Michael Gove’s announcement that he will impose food import tariffs to protect British farmers will add to Brexit worries for farmers here.

In many respects, Gove’s comments illustrate the many contradictions in the pro-Brexit position. It is at odds with the pro-free-trade ideology espoused by many Brexiteers.

The problem for Irish farmers is that it crystallises the worst outcome of a no-deal Brexit. Tariffs on beef imports to the UK will hit Irish farmers in the no-deal scenario. We are looking at 58% additional cost on our beef exports and 52% extra on cheese exports, at WTO tariff levels. The Government costs these these tariffs at €1.7 billion per annum.

Here in Brussels, there is widespread frustration with the UK position.

There is little sign of EU concessions on the Withdrawal Agreement which is a logical response to the incongruity of Theresa May voting against her own agreement.

Moreover, the likely position of Brussels is to impose tariffs on UK imports as well, in the absence of an agreement outcome.

Meanwhile, Gove will have to grapple with whether he imposes such tariffs on all UK food imports which will cost UK consumers or selectively applies tariffs to non-EU food imports which is potentially illegal under WTO rules but which might be justified on the grounds of national emergency and on the calculation that a WTO appeal could take years. Either way, he risks antagonising countries such as Australia and Canada which are prime targets for UK trade deals.

Gove’s comments will further intensify the pressure for a package to avoid a catastrophe for our farmers. ICSA has spent the last few days in Brussels pushing for such a package. However, while the EU Commission stands ready to help, the question of how to fund such a package is not simple.

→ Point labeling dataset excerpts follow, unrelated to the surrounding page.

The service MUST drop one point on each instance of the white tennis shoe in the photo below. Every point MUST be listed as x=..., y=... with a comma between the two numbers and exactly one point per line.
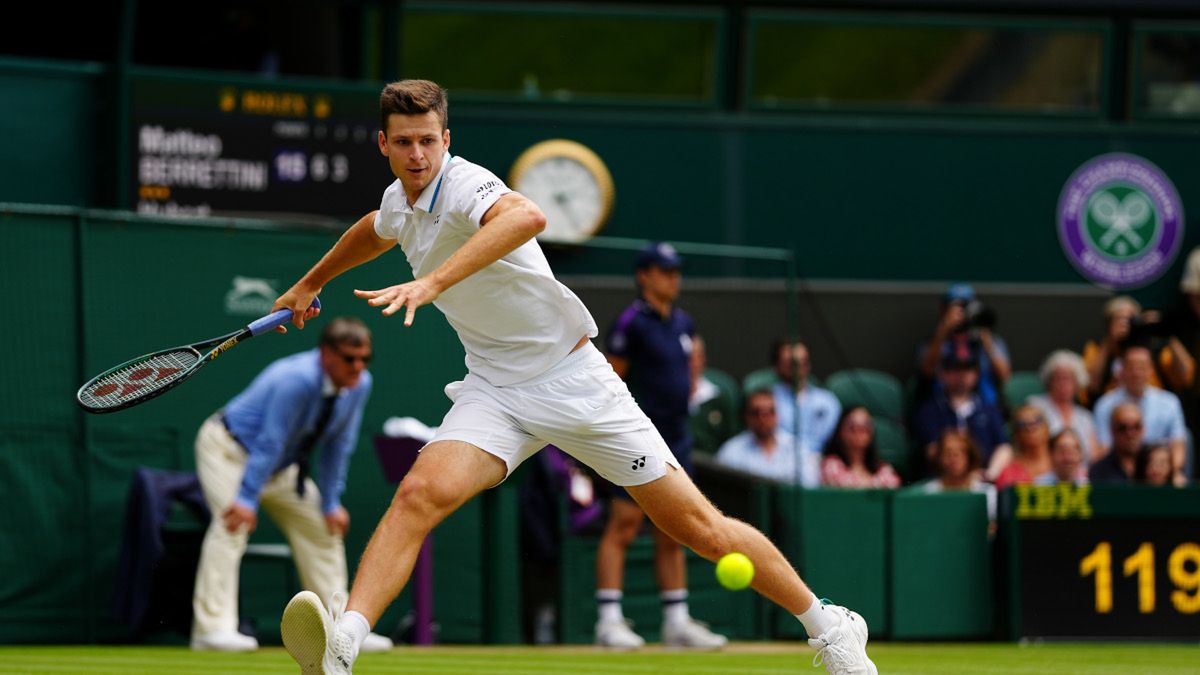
x=617, y=635
x=691, y=634
x=843, y=649
x=312, y=637
x=229, y=641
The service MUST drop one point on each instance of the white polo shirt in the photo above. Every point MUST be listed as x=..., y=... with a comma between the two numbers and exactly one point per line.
x=515, y=320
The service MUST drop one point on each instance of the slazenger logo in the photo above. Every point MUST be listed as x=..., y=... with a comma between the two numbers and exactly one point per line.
x=250, y=296
x=1120, y=220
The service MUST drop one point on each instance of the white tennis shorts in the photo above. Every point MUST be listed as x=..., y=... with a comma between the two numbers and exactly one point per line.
x=580, y=405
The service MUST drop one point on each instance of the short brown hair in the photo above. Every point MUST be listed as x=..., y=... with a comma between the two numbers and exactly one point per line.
x=345, y=330
x=412, y=97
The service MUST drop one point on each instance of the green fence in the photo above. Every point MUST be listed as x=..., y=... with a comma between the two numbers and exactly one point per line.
x=88, y=290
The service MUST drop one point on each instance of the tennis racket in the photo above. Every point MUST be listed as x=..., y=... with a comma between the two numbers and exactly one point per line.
x=151, y=375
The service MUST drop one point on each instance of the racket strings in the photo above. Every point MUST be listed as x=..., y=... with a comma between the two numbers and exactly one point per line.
x=138, y=378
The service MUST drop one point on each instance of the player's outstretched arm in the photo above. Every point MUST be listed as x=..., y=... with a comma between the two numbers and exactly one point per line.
x=357, y=245
x=511, y=221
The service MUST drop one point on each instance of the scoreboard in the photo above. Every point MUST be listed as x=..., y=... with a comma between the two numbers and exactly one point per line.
x=1104, y=562
x=204, y=145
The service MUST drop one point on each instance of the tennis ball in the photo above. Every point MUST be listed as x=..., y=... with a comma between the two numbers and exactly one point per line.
x=735, y=571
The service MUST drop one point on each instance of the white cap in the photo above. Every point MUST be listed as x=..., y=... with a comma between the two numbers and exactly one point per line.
x=1191, y=281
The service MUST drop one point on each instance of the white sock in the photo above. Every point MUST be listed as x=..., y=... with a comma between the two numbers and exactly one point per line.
x=675, y=605
x=609, y=604
x=355, y=626
x=817, y=619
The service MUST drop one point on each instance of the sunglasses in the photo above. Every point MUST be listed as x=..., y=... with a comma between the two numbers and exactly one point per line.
x=351, y=358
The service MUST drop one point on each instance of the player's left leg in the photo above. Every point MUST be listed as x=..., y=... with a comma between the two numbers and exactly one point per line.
x=679, y=629
x=681, y=511
x=318, y=551
x=445, y=475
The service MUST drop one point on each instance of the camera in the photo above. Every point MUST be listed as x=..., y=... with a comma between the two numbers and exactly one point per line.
x=1146, y=333
x=977, y=315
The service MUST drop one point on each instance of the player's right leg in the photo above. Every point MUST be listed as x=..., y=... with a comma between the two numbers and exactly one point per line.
x=681, y=511
x=445, y=475
x=625, y=520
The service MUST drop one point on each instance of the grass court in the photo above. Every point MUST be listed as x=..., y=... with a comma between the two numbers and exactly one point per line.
x=744, y=658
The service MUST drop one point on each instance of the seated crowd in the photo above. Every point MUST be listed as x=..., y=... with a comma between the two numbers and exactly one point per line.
x=1120, y=412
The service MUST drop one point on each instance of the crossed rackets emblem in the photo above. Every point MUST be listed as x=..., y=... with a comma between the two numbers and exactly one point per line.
x=1120, y=219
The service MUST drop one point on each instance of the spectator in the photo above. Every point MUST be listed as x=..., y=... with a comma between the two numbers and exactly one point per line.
x=1065, y=380
x=1153, y=466
x=851, y=458
x=957, y=464
x=1127, y=432
x=1183, y=323
x=1066, y=459
x=958, y=406
x=1161, y=411
x=1032, y=460
x=805, y=411
x=256, y=453
x=1125, y=323
x=964, y=330
x=649, y=347
x=713, y=405
x=763, y=448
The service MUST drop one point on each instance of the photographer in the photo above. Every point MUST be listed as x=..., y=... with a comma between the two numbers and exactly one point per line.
x=1126, y=323
x=965, y=327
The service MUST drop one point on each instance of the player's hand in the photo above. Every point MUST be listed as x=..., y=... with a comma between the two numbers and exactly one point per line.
x=237, y=517
x=408, y=296
x=299, y=300
x=337, y=521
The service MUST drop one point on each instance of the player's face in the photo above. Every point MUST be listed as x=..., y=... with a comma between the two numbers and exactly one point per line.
x=414, y=147
x=1158, y=466
x=345, y=364
x=857, y=430
x=761, y=416
x=1067, y=458
x=955, y=460
x=1062, y=384
x=1137, y=368
x=660, y=285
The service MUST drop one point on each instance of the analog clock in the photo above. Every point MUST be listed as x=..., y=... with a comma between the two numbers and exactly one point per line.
x=570, y=184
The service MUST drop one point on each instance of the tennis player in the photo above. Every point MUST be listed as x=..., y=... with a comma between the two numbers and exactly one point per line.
x=534, y=378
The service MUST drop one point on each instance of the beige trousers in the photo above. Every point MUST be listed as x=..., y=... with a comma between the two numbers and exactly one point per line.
x=319, y=556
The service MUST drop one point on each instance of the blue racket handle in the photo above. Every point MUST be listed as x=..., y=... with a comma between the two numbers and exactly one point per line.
x=275, y=320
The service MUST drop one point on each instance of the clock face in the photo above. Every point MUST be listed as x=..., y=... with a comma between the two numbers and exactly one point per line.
x=571, y=186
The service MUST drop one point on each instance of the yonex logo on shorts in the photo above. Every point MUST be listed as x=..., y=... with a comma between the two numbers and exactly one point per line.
x=1120, y=220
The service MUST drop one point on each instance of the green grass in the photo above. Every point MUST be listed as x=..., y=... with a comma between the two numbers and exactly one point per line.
x=747, y=658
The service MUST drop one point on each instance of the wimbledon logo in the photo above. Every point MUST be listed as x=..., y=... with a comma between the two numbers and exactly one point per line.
x=1120, y=220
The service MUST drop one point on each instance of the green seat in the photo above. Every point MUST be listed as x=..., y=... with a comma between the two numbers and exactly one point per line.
x=717, y=419
x=874, y=389
x=765, y=378
x=893, y=443
x=756, y=380
x=1023, y=384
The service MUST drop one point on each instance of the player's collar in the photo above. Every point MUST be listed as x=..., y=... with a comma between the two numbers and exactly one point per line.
x=429, y=197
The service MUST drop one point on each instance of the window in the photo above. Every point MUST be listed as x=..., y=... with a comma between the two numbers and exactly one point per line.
x=925, y=64
x=564, y=55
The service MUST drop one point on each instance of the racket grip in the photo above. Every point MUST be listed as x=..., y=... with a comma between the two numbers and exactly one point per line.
x=275, y=320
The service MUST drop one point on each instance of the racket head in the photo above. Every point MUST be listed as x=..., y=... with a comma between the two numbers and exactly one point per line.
x=138, y=380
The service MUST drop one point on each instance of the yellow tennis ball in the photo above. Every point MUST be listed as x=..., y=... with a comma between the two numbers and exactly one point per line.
x=735, y=571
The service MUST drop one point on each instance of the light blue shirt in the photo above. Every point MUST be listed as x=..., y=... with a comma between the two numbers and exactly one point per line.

Options could include a Brussels rescue package modelled on the support given in the aftermath of the Russian ban on EU food exports but the scale of EU exports to the UK suggests a higher sum in the region of €10 billion. This is complicated by the fact that most of current expenditure is accounted for and, critically, that the EU Commission budget proposals for the period 2020-27 have not been agreed by EU heads of state and are unlikely to be progressed anytime soon.

Another possible source of support would be to allow exceptional state aid. This could involve allowing Ireland to exceed its EU Budget Deficit rules. Neither EU funding nor exchequer funding are palatable options for those who control the purse strings but the consequences for our €13 billion agri-food export sector cannot be understated.

Even the form of a rescue package is difficult. Traditional instruments such as buying into intervention or export refunds are problematic to say the least. Some form of compensatory payment to farmers is likely the most appropriate but by no means straightforward mechanism.

Already, Irish beef farmers in particular, are suffering massive losses. Beef price to farmers is down up to 50c/kg year-on-year and this equates to €200 on a 400kg carcase.  In a sector notorious for tight margins, such losses are not sustainable by Irish farmers.

It is still not too late to hope that a compromise – probably involving some form of extension of Article 50 or a transition period without a deal – can be agreed. This is primarily a matter for the UK but both the EU and the Irish Government will have to pull out all the stops to ensure that Irish farmers do not carry a massive cost from Brexit which would have huge knock-on implications for rural communities and the economy. It is no exaggeration to say that the future of beef farming in Ireland is on the line.